Dependency Inversion Principle (DIP) is a design principle which is in some ways related to the Dependency Injection (DI) pattern. The idea of DIP is that higher layers of your application should not directly depend on lower layers. Dependency Inversion Principle does not imply Dependency Injection. This principle doesn’t say anything about how higher la yers know what lower layer to use. This could be done as shown below by coding to interface using a factory pattern or through Dependency Injection by using an IoC container like Spring framework, Pico container, Guice, or Apache HiveMind.
The Dependency Inversion Principle (DIP) states that High level modules should not depend upon low level modules. Both should depend upon abstractions.Abstractions should not depend upon details. Details should depend upon abstractions.When this principle is applied, the higher level classes will not be working directly with the lower level classes, but with anabstract layer. This gives us the flexibility at the cost of increased effort.Here are some code snippets for DIP.
Firstly define the abstraction layer.
package principle_dip2;
public interface AnimalHandler {
public abstract void handle( );
}
package principle_dip2;
public interface AnimalHelper {
public abstract void help( );
}
Now the implementation that depends on the abstraction as opposed to the implementation.
package principle_dip2;
public class CircusService {
AnimalHandler handler;
public void setHandler(AnimalHandler handler) {
this.handler = handler;
}
public void showStarts( ) {
//code omitted for brevity
handler.handle( );
}
}
package principle_dip2;
public class TigerHandler implements AnimalHandler{
AnimalHelper helper;
public void setHelper(AnimalHelper helper) {
this.helper = helper;
}
public void handle( ){
//…
helper.help( );
//…
}
}
package principle_dip2;
public class TigerHelper implements AnimalHelper{
public void help( ){
//……
}
}
Dependency Injection (DI) is a pattern of injecting a class’s dependencies into it at runtime. This is achieved by defining the dependencies as interfaces, and then injecting in a concrete class implementing that interface to the constructor. This allows you to swap in different implementations without having to modify the main class. The Dependency Injection pattern also promotes high cohesion by promoting the Single Responsibility Principle (SRP), since your dependencies are individual objects which perform discrete specialized tasks like data access (via DAOs) and business services (via Service and Delegate classes).

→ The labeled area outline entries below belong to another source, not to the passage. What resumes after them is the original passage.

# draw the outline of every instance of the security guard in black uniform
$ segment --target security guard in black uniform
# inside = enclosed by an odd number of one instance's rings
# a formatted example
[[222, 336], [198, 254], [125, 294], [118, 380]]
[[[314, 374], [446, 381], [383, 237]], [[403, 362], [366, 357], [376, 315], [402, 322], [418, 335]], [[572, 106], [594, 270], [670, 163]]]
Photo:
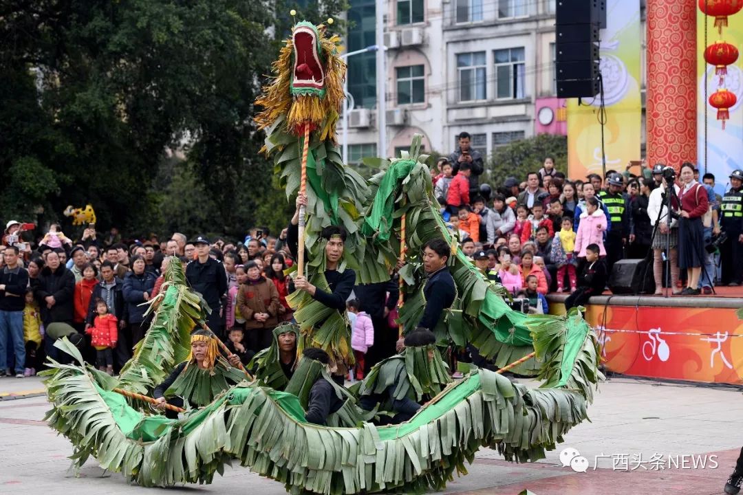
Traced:
[[602, 191], [599, 198], [606, 205], [611, 220], [611, 230], [606, 232], [604, 247], [606, 248], [606, 269], [609, 274], [614, 263], [623, 256], [624, 245], [629, 235], [629, 209], [627, 198], [622, 194], [624, 177], [620, 174], [609, 176], [609, 191]]
[[209, 255], [209, 240], [200, 235], [191, 241], [196, 246], [198, 258], [186, 266], [186, 279], [191, 287], [200, 292], [212, 312], [207, 317], [207, 324], [220, 338], [224, 337], [222, 329], [222, 296], [227, 290], [227, 275], [224, 266]]
[[729, 286], [743, 281], [743, 171], [734, 170], [730, 175], [730, 190], [722, 197], [720, 226], [727, 240], [720, 246], [723, 283], [727, 277]]

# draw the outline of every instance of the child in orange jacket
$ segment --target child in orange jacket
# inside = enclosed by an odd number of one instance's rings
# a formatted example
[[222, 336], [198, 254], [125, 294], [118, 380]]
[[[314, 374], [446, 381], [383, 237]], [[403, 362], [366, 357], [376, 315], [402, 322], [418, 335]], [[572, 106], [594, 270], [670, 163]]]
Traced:
[[95, 304], [98, 315], [93, 321], [93, 326], [85, 330], [92, 337], [91, 344], [95, 347], [96, 365], [101, 371], [109, 375], [114, 374], [114, 351], [118, 340], [119, 332], [116, 317], [108, 312], [108, 306], [103, 299], [98, 299]]
[[470, 211], [470, 207], [463, 205], [459, 209], [459, 229], [470, 235], [470, 238], [476, 243], [480, 240], [480, 215]]

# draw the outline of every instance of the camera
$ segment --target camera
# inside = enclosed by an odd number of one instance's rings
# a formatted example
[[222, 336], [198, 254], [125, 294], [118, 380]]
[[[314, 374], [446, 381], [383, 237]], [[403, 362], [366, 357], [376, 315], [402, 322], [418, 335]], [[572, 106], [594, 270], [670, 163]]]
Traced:
[[727, 234], [725, 232], [720, 232], [717, 236], [713, 237], [707, 243], [707, 246], [704, 246], [704, 250], [708, 253], [712, 254], [720, 249], [720, 246], [727, 240]]
[[673, 181], [676, 180], [676, 171], [671, 166], [664, 167], [663, 169], [663, 178], [669, 187], [673, 186]]

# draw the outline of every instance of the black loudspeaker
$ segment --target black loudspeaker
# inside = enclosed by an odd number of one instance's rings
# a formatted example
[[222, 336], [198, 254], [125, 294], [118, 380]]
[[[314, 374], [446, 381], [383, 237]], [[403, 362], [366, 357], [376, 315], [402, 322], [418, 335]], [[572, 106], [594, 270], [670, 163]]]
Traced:
[[559, 98], [599, 94], [599, 30], [606, 26], [606, 0], [557, 0], [555, 79]]
[[655, 292], [652, 260], [620, 260], [614, 263], [609, 288], [613, 294], [652, 294]]

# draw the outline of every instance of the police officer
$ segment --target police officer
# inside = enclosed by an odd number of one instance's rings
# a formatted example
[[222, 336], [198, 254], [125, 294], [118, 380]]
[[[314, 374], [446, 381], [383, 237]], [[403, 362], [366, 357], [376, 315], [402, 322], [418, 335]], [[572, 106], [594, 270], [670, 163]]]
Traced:
[[606, 232], [606, 240], [604, 242], [609, 273], [611, 273], [614, 263], [623, 258], [624, 245], [629, 235], [629, 209], [627, 208], [627, 199], [622, 194], [623, 184], [624, 177], [621, 174], [611, 174], [609, 176], [609, 191], [602, 191], [598, 194], [606, 205], [611, 220], [611, 230]]
[[727, 240], [720, 249], [723, 278], [728, 275], [729, 286], [738, 286], [743, 273], [743, 171], [734, 170], [730, 175], [730, 190], [722, 197], [720, 206], [720, 226], [727, 235]]
[[223, 337], [221, 324], [222, 296], [227, 289], [227, 275], [222, 263], [209, 255], [209, 240], [200, 235], [189, 243], [196, 247], [197, 259], [186, 266], [186, 279], [194, 290], [200, 292], [212, 312], [207, 324], [220, 338]]

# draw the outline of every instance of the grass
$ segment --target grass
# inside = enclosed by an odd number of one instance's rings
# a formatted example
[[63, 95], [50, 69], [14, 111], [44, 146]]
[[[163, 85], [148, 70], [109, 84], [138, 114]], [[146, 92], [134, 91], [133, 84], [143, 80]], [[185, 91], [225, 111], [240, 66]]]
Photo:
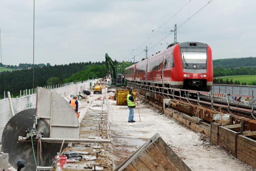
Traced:
[[250, 83], [256, 81], [256, 75], [225, 76], [217, 77], [216, 78], [222, 78], [223, 81], [225, 81], [227, 79], [228, 79], [228, 80], [230, 81], [232, 79], [233, 79], [233, 82], [234, 82], [236, 80], [238, 81], [239, 81], [240, 83], [246, 82], [247, 85], [250, 85]]
[[[11, 71], [13, 70], [16, 70], [17, 69], [14, 68], [6, 68], [5, 67], [3, 67], [3, 72], [9, 71]], [[2, 72], [2, 69], [1, 67], [0, 67], [0, 72]]]

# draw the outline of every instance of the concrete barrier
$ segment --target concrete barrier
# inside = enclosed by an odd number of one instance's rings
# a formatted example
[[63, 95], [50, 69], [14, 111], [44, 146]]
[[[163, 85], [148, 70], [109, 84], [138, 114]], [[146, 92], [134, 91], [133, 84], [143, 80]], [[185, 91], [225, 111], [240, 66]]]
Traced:
[[[83, 81], [76, 84], [73, 84], [62, 87], [52, 89], [63, 97], [64, 92], [67, 96], [78, 94], [82, 86], [83, 90], [87, 90], [90, 88], [90, 83], [94, 85], [99, 80], [95, 79]], [[19, 98], [11, 98], [14, 114], [28, 109], [36, 107], [36, 94], [22, 97]], [[0, 100], [0, 142], [1, 141], [2, 134], [5, 125], [12, 117], [9, 100], [8, 98]]]

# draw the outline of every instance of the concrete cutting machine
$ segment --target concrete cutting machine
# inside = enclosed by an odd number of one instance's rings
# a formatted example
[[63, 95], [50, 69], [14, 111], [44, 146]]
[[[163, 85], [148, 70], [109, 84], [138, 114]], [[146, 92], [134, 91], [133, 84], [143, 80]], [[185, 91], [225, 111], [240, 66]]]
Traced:
[[37, 92], [36, 108], [13, 116], [3, 132], [2, 149], [13, 167], [20, 159], [25, 161], [24, 170], [50, 166], [62, 145], [63, 149], [69, 142], [111, 143], [109, 139], [80, 138], [78, 119], [69, 102], [47, 89], [37, 87]]

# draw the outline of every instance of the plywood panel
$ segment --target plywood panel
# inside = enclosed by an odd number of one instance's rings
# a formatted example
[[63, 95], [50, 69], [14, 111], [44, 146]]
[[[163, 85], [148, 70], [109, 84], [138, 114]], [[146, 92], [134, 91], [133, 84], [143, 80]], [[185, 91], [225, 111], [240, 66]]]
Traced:
[[172, 164], [178, 170], [191, 170], [170, 148], [160, 137], [156, 139], [153, 144], [163, 153], [166, 159]]
[[138, 171], [145, 171], [150, 170], [141, 160], [137, 158], [130, 163], [133, 167]]
[[178, 170], [153, 144], [151, 144], [149, 145], [146, 149], [146, 151], [165, 170]]
[[149, 167], [150, 170], [164, 170], [146, 151], [142, 151], [138, 156], [138, 158]]

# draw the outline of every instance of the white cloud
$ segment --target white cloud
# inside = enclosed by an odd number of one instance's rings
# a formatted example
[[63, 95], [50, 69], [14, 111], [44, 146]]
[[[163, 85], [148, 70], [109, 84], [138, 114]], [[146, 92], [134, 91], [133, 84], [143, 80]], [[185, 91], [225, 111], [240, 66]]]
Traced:
[[[191, 1], [191, 16], [208, 0]], [[187, 0], [39, 1], [35, 8], [35, 62], [52, 64], [102, 61], [108, 53], [121, 61], [133, 55], [151, 30], [164, 24]], [[178, 42], [208, 43], [214, 59], [255, 56], [256, 1], [213, 0], [177, 30]], [[178, 27], [188, 17], [187, 5], [176, 18]], [[33, 62], [33, 1], [3, 0], [0, 6], [4, 63]], [[173, 30], [174, 18], [166, 24]], [[165, 25], [160, 30], [165, 30]], [[159, 32], [161, 36], [164, 32]], [[153, 34], [151, 34], [153, 36]], [[166, 39], [173, 41], [173, 34]], [[140, 47], [153, 45], [154, 37]], [[165, 49], [149, 50], [148, 55]], [[138, 51], [144, 57], [143, 51]], [[140, 60], [140, 57], [137, 60]]]

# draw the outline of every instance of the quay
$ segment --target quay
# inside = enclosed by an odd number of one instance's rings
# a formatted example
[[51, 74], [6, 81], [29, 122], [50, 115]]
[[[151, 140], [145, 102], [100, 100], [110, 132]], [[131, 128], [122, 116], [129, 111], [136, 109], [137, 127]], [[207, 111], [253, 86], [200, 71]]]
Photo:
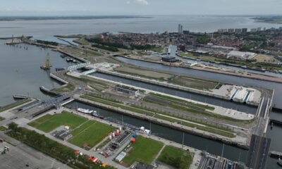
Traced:
[[[57, 104], [65, 104], [66, 103], [68, 103], [69, 101], [68, 100], [66, 100], [65, 99], [66, 97], [61, 98], [61, 99], [60, 99], [60, 101], [59, 102], [57, 102]], [[56, 98], [58, 99], [58, 98]], [[51, 100], [55, 101], [54, 99], [51, 99]], [[49, 101], [39, 101], [41, 103], [47, 103], [47, 102], [49, 102]], [[25, 109], [25, 111], [28, 112], [28, 113], [21, 113], [20, 115], [18, 114], [18, 112], [15, 112], [14, 110], [11, 110], [11, 109], [8, 109], [5, 111], [5, 114], [9, 114], [10, 116], [12, 115], [12, 114], [16, 113], [17, 115], [17, 120], [15, 121], [16, 123], [17, 123], [19, 126], [23, 127], [26, 127], [28, 130], [34, 130], [39, 134], [44, 134], [46, 137], [49, 137], [49, 139], [51, 139], [53, 140], [55, 140], [56, 142], [58, 142], [60, 144], [63, 144], [71, 149], [74, 149], [76, 150], [79, 150], [80, 152], [82, 152], [84, 154], [86, 154], [87, 156], [95, 156], [97, 158], [99, 158], [101, 161], [106, 161], [106, 163], [108, 163], [109, 165], [112, 165], [112, 166], [115, 166], [117, 168], [125, 168], [125, 167], [123, 167], [123, 165], [117, 165], [117, 163], [114, 163], [113, 161], [113, 160], [114, 159], [114, 158], [116, 157], [116, 156], [112, 156], [111, 157], [109, 158], [105, 158], [103, 156], [102, 156], [101, 154], [99, 154], [99, 151], [93, 151], [91, 150], [87, 151], [85, 150], [84, 149], [82, 149], [80, 147], [78, 147], [75, 145], [73, 145], [69, 142], [64, 142], [62, 140], [60, 140], [54, 137], [53, 137], [50, 133], [45, 133], [41, 130], [39, 130], [38, 129], [36, 129], [32, 126], [30, 126], [27, 125], [28, 123], [30, 123], [31, 120], [33, 120], [35, 119], [37, 119], [39, 118], [42, 117], [42, 115], [46, 115], [46, 113], [48, 114], [51, 114], [51, 115], [54, 115], [54, 113], [58, 113], [56, 112], [61, 112], [63, 111], [66, 111], [68, 112], [73, 112], [73, 113], [75, 113], [78, 114], [80, 116], [87, 118], [89, 120], [93, 120], [95, 121], [99, 121], [99, 123], [106, 124], [106, 125], [111, 125], [114, 127], [116, 128], [119, 128], [121, 127], [123, 127], [123, 124], [121, 124], [120, 123], [116, 123], [115, 120], [103, 120], [103, 119], [98, 119], [95, 117], [87, 115], [87, 114], [84, 114], [82, 113], [80, 113], [78, 111], [77, 111], [76, 110], [71, 110], [71, 109], [68, 109], [62, 106], [59, 106], [58, 108], [54, 109], [54, 106], [49, 106], [49, 107], [46, 107], [45, 109], [43, 109], [42, 111], [40, 111], [40, 112], [38, 112], [35, 114], [33, 114], [34, 115], [30, 116], [30, 113], [32, 112], [32, 110], [35, 108], [35, 107], [38, 107], [39, 106], [39, 104], [37, 104], [37, 103], [39, 103], [38, 101], [35, 101], [33, 104], [25, 104], [22, 106], [22, 108], [26, 108], [26, 109]], [[54, 102], [51, 103], [49, 105], [51, 106], [51, 104], [53, 104]], [[16, 108], [16, 109], [18, 109], [17, 108]], [[24, 108], [22, 108], [24, 109]], [[14, 117], [14, 116], [11, 116], [11, 117]], [[27, 118], [27, 119], [25, 119]], [[15, 118], [12, 118], [11, 119], [15, 119]], [[10, 122], [7, 120], [5, 120], [4, 122], [0, 122], [0, 123], [1, 125], [7, 125], [8, 123], [9, 123]], [[210, 159], [215, 159], [215, 160], [212, 160], [213, 161], [214, 161], [214, 163], [216, 163], [216, 165], [214, 166], [221, 166], [223, 168], [226, 168], [226, 166], [231, 166], [231, 165], [232, 165], [232, 166], [233, 167], [233, 168], [245, 168], [245, 166], [243, 164], [241, 164], [241, 163], [240, 162], [236, 162], [236, 161], [230, 161], [228, 159], [226, 159], [225, 158], [222, 158], [222, 157], [219, 157], [219, 156], [216, 156], [214, 155], [212, 155], [209, 153], [207, 153], [205, 151], [202, 151], [200, 150], [198, 150], [197, 149], [194, 149], [192, 147], [190, 147], [179, 143], [176, 143], [170, 140], [167, 140], [166, 139], [163, 139], [159, 137], [155, 136], [155, 135], [152, 135], [152, 134], [146, 134], [143, 132], [139, 131], [138, 130], [135, 130], [135, 132], [137, 133], [138, 135], [142, 136], [144, 137], [147, 137], [147, 138], [150, 138], [153, 140], [157, 141], [157, 142], [162, 142], [164, 146], [172, 146], [180, 149], [183, 149], [184, 151], [187, 151], [188, 152], [190, 152], [192, 154], [192, 156], [193, 158], [192, 160], [192, 163], [190, 165], [190, 168], [192, 169], [197, 169], [197, 168], [204, 168], [204, 166], [209, 166], [210, 165], [209, 164], [209, 161], [211, 161]], [[4, 138], [7, 140], [13, 140], [13, 139], [10, 138], [8, 136], [6, 136], [4, 135]], [[16, 141], [15, 141], [16, 142]], [[102, 141], [103, 142], [103, 140]], [[128, 143], [130, 142], [130, 139], [128, 139], [127, 141], [127, 142]], [[126, 145], [128, 145], [128, 144], [125, 144], [124, 146], [123, 146], [123, 147], [125, 147]], [[118, 154], [120, 151], [122, 151], [123, 148], [121, 148], [119, 151], [118, 151], [116, 153], [116, 154]], [[161, 151], [162, 150], [161, 150]], [[157, 158], [155, 158], [157, 159]], [[156, 160], [157, 161], [157, 160]], [[223, 161], [223, 163], [220, 163], [221, 161]], [[155, 163], [154, 161], [153, 161], [153, 163]], [[159, 164], [159, 166], [161, 167], [161, 164]], [[243, 167], [243, 168], [237, 168], [238, 166], [240, 167]], [[214, 168], [217, 168], [216, 167]]]
[[252, 136], [247, 161], [249, 168], [264, 168], [271, 142], [269, 138]]
[[282, 120], [274, 120], [274, 119], [270, 119], [269, 120], [269, 124], [274, 124], [277, 125], [282, 125]]
[[[159, 86], [164, 86], [166, 87], [175, 89], [178, 90], [182, 90], [185, 92], [199, 94], [202, 95], [206, 95], [211, 97], [215, 97], [221, 99], [231, 100], [236, 102], [245, 103], [252, 106], [259, 106], [259, 101], [261, 99], [260, 92], [251, 88], [245, 88], [244, 87], [236, 87], [234, 85], [222, 85], [221, 89], [212, 89], [210, 91], [204, 91], [197, 89], [192, 89], [187, 87], [179, 86], [173, 84], [168, 84], [167, 82], [159, 82], [154, 80], [145, 79], [137, 76], [133, 76], [129, 75], [121, 74], [113, 71], [106, 70], [105, 68], [97, 68], [97, 72], [108, 74], [114, 76], [118, 76], [127, 79], [131, 79], [146, 83], [153, 84]], [[232, 93], [230, 95], [227, 95], [228, 90], [229, 88], [232, 88]]]
[[212, 72], [212, 73], [220, 73], [220, 74], [225, 74], [225, 75], [233, 75], [233, 76], [238, 76], [238, 77], [247, 77], [247, 78], [251, 78], [251, 79], [257, 79], [257, 80], [266, 80], [266, 81], [269, 81], [269, 82], [282, 83], [281, 77], [266, 76], [266, 75], [256, 74], [256, 73], [245, 73], [244, 74], [238, 74], [238, 73], [230, 73], [230, 72], [226, 72], [226, 71], [221, 71], [221, 70], [212, 70], [212, 69], [204, 68], [200, 68], [200, 67], [197, 67], [197, 66], [186, 67], [186, 66], [183, 66], [183, 65], [173, 65], [168, 63], [164, 63], [161, 61], [147, 61], [147, 60], [142, 59], [142, 58], [132, 58], [132, 57], [128, 57], [126, 56], [117, 55], [116, 56], [121, 57], [121, 58], [128, 58], [128, 59], [141, 61], [145, 61], [145, 62], [154, 63], [157, 63], [157, 64], [169, 65], [169, 66], [179, 67], [179, 68], [188, 68], [188, 69], [195, 69], [195, 70], [206, 71], [206, 72]]
[[114, 106], [107, 106], [103, 104], [100, 104], [98, 102], [94, 102], [92, 101], [89, 101], [87, 99], [80, 98], [79, 96], [75, 95], [73, 96], [75, 101], [78, 102], [81, 102], [85, 104], [97, 106], [101, 108], [104, 108], [106, 110], [110, 110], [114, 112], [117, 112], [121, 114], [124, 114], [126, 115], [129, 115], [133, 118], [136, 118], [140, 120], [147, 120], [151, 122], [152, 123], [161, 125], [165, 127], [168, 127], [170, 128], [176, 129], [180, 131], [185, 132], [192, 134], [197, 135], [204, 138], [211, 139], [215, 141], [221, 142], [225, 144], [228, 144], [230, 145], [233, 145], [235, 146], [246, 149], [249, 149], [248, 142], [247, 142], [247, 138], [243, 138], [241, 137], [236, 137], [235, 138], [228, 138], [220, 135], [216, 135], [212, 133], [209, 133], [208, 132], [204, 132], [197, 129], [191, 128], [188, 126], [182, 125], [180, 124], [176, 124], [175, 123], [171, 123], [163, 120], [160, 120], [156, 118], [150, 117], [146, 115], [142, 115], [140, 113], [137, 113], [135, 112], [132, 112], [127, 110], [123, 110], [119, 108], [116, 108]]

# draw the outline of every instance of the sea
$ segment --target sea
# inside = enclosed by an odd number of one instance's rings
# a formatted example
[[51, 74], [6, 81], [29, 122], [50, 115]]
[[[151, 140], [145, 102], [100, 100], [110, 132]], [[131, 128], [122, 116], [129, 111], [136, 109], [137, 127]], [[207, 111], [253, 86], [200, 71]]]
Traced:
[[[55, 41], [63, 44], [66, 42], [54, 35], [94, 35], [104, 32], [161, 33], [165, 31], [177, 32], [178, 24], [183, 25], [183, 30], [195, 32], [212, 32], [221, 28], [245, 27], [250, 30], [259, 27], [278, 28], [282, 26], [277, 24], [255, 23], [250, 16], [223, 15], [152, 15], [131, 18], [18, 20], [0, 21], [0, 37], [28, 35], [32, 36], [33, 39]], [[59, 86], [58, 82], [49, 77], [49, 73], [54, 72], [55, 68], [66, 68], [73, 63], [67, 63], [65, 58], [60, 57], [59, 53], [50, 49], [27, 44], [11, 46], [5, 44], [9, 40], [0, 40], [0, 106], [14, 101], [13, 94], [30, 95], [42, 99], [49, 98], [50, 96], [43, 94], [39, 91], [39, 86], [43, 85], [49, 89]], [[47, 53], [50, 55], [50, 62], [53, 65], [50, 71], [44, 71], [39, 68], [40, 65], [44, 63]], [[216, 79], [220, 75], [216, 75], [209, 77]], [[282, 89], [281, 84], [270, 84], [269, 87], [275, 87], [276, 90]], [[276, 103], [282, 100], [281, 96], [276, 96], [274, 99]], [[270, 118], [282, 120], [282, 115], [271, 112]], [[268, 127], [266, 137], [272, 139], [271, 150], [282, 151], [282, 136], [280, 134], [281, 132], [281, 127], [274, 126], [273, 130]], [[266, 168], [280, 168], [276, 162], [276, 160], [269, 158]]]

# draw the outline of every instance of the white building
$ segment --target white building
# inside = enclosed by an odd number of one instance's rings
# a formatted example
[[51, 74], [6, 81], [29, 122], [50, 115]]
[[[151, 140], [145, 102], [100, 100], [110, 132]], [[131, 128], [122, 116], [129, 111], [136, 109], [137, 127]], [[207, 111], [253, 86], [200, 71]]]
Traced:
[[181, 35], [183, 33], [183, 26], [181, 24], [178, 24], [178, 34]]

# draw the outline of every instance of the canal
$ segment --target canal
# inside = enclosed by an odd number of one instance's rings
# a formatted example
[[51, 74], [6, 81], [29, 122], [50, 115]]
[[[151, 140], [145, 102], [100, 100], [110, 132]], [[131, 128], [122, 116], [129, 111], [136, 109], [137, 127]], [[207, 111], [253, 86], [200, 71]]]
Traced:
[[238, 84], [248, 85], [250, 87], [253, 86], [253, 87], [264, 87], [267, 89], [274, 89], [275, 92], [274, 92], [272, 105], [273, 106], [276, 105], [279, 106], [279, 105], [281, 104], [280, 101], [282, 100], [282, 90], [281, 89], [281, 87], [282, 86], [281, 83], [263, 81], [260, 80], [250, 79], [250, 78], [233, 76], [233, 75], [228, 75], [220, 74], [212, 72], [201, 71], [194, 69], [168, 66], [162, 64], [137, 61], [123, 57], [117, 57], [117, 58], [126, 63], [131, 63], [133, 65], [135, 65], [137, 66], [142, 66], [144, 68], [154, 68], [165, 71], [171, 71], [177, 73], [183, 73], [188, 75], [198, 76], [202, 78], [214, 79], [223, 82], [228, 82], [231, 84], [235, 82]]
[[213, 105], [216, 105], [219, 106], [222, 106], [227, 108], [232, 108], [238, 110], [243, 112], [246, 112], [252, 114], [255, 114], [257, 111], [257, 107], [247, 106], [242, 103], [237, 103], [234, 101], [231, 101], [228, 100], [219, 99], [214, 97], [211, 97], [209, 96], [197, 94], [195, 93], [184, 92], [181, 90], [177, 90], [174, 89], [168, 88], [166, 87], [155, 85], [152, 84], [149, 84], [146, 82], [140, 82], [137, 80], [134, 80], [131, 79], [127, 79], [121, 77], [114, 76], [111, 75], [94, 73], [90, 74], [92, 76], [107, 79], [113, 80], [115, 82], [123, 82], [127, 84], [133, 85], [139, 87], [142, 87], [145, 89], [154, 90], [159, 92], [163, 92], [174, 96], [178, 96], [197, 101], [201, 101], [203, 103], [210, 104]]
[[[13, 101], [13, 94], [30, 95], [47, 99], [49, 96], [42, 94], [39, 86], [52, 89], [60, 85], [49, 77], [56, 68], [67, 68], [74, 63], [66, 62], [66, 58], [51, 49], [43, 49], [34, 45], [20, 44], [6, 45], [11, 40], [0, 40], [0, 106]], [[26, 49], [27, 48], [27, 49]], [[40, 66], [45, 63], [49, 53], [51, 70], [43, 70]]]
[[[150, 124], [148, 121], [121, 115], [116, 112], [99, 108], [78, 101], [73, 101], [67, 106], [70, 106], [74, 108], [78, 106], [78, 108], [95, 110], [99, 112], [99, 115], [104, 115], [105, 118], [113, 118], [121, 121], [123, 120], [124, 123], [137, 127], [144, 126], [146, 129], [149, 129], [151, 126], [152, 134], [182, 144], [183, 132], [177, 130], [154, 123]], [[218, 156], [221, 156], [222, 148], [223, 146], [223, 144], [219, 142], [207, 139], [188, 133], [184, 134], [184, 144], [197, 149], [204, 150]], [[224, 144], [223, 156], [233, 161], [240, 161], [245, 163], [247, 156], [247, 151], [235, 146]]]

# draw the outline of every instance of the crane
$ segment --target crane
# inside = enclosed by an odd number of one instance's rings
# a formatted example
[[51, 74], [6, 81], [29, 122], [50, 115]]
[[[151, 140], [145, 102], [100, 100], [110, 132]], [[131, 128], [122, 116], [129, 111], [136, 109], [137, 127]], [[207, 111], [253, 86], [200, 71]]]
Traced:
[[46, 63], [45, 65], [43, 65], [40, 67], [40, 68], [43, 70], [49, 70], [50, 67], [50, 63], [49, 63], [49, 53], [47, 53], [47, 56], [46, 57]]

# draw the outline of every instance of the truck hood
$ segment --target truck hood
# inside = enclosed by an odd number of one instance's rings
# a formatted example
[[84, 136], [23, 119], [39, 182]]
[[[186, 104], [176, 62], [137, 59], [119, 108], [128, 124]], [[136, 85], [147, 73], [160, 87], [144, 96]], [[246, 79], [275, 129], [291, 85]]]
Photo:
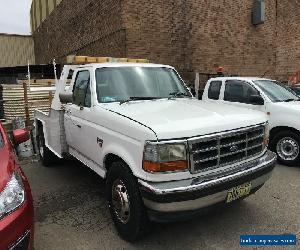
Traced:
[[300, 101], [297, 101], [297, 102], [276, 102], [274, 104], [276, 106], [284, 108], [284, 109], [300, 111]]
[[264, 113], [189, 98], [102, 104], [151, 128], [158, 140], [189, 138], [266, 122]]

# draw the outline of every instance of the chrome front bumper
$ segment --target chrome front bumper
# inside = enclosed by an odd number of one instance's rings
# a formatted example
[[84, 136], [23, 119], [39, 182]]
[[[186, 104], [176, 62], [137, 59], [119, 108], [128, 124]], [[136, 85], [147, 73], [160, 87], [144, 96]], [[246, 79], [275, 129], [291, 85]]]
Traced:
[[276, 155], [267, 151], [255, 160], [235, 166], [235, 171], [218, 173], [218, 177], [161, 183], [139, 180], [139, 185], [144, 204], [151, 211], [172, 213], [199, 210], [225, 203], [229, 189], [249, 181], [252, 191], [257, 191], [270, 178], [275, 162]]

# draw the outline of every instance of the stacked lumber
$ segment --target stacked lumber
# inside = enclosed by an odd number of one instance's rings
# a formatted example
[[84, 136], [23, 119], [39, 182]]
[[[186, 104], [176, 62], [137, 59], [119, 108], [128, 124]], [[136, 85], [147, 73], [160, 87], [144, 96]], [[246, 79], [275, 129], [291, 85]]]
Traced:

The Inversion of Control Container (IoC) is a container that supports Dependency Injection. In this you use a central container like Spring framework, Guice, or HiveMind, which defines what concrete classes should be used for what dependencies throughout your application. This brings in an added flexibility through looser coupling, and it makes it much easier to change what dependencies are used on the fly. The basic concept of the Inversion of Control pattern is that you do not create your objects but describe how they should be created. You don’t directly connect your components and services together in code but describe which services are needed by which components in a configuration file. A container (in the case of the Spring framework, the IOC container) is then responsible for hooking it all up. Applying IoC, objects are given their dependencies at creation time by some external entity that coordinates each object in the system. That is, dependencies are injected into objects. So, IoC means an inversion of responsibility with regard to how an object obtains references to collaborating objects.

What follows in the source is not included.